Source code for stk._internal.ea.selection.selectors.above_average

import itertools
import typing
from collections.abc import Callable, Iterable, Iterator, Sequence

import numpy as np

from stk._internal.ea.molecule_record import MoleculeRecord
from stk._internal.ea.selection.batch import Batch
from stk._internal.ea.selection.selectors.yielded_batches import YieldedBatches
from stk._internal.key_makers.inchi import Inchi
from stk._internal.key_makers.molecule import MoleculeKeyMaker

from .selector import Selector

T = typing.TypeVar("T", bound=MoleculeRecord)



[docs]
class AboveAverage(Selector[T]):
    """
    Yields above average batches of molecules.

    Examples:

        *Yielding Single Molecule Batches*

        Yielding molecules one at a time. For example, if molecules need
        to be selected for mutation or the next generation

        .. testcode:: yielding-single-molecule-batches

            import stk

            # Make the selector.
            above_avg = stk.AboveAverage()

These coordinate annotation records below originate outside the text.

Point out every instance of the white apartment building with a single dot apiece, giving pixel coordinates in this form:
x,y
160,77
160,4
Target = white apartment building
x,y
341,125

            population = {
                stk.MoleculeRecord(
                    topology_graph=stk.polymer.Linear(
                        building_blocks=[
                            stk.BuildingBlock('BrCCBr', stk.BromoFactory()),
                        ],
                        repeating_unit='A',
                        num_repeating_units=2,
                    ),
                ): 1,
                stk.MoleculeRecord(
                    topology_graph=stk.polymer.Linear(
                        building_blocks=[
                            stk.BuildingBlock('BrCCBr', stk.BromoFactory()),
                        ],
                        repeating_unit='A',
                        num_repeating_units=2,
                    ),
                ): 2,
            }

            # Select the molecules.
            for selected, in above_avg.select(population):
                # Do stuff with each selected molecule.
                pass

        *Yielding Batches Holding Multiple Molecules*

        Yielding multiple molecules at once. For example, if molecules need
        to be selected for crossover.

        .. testcode:: yielding-batches-holding-multiple-molecules

            import stk

            # Make the selector.
            above_avg = stk.AboveAverage(batch_size=2)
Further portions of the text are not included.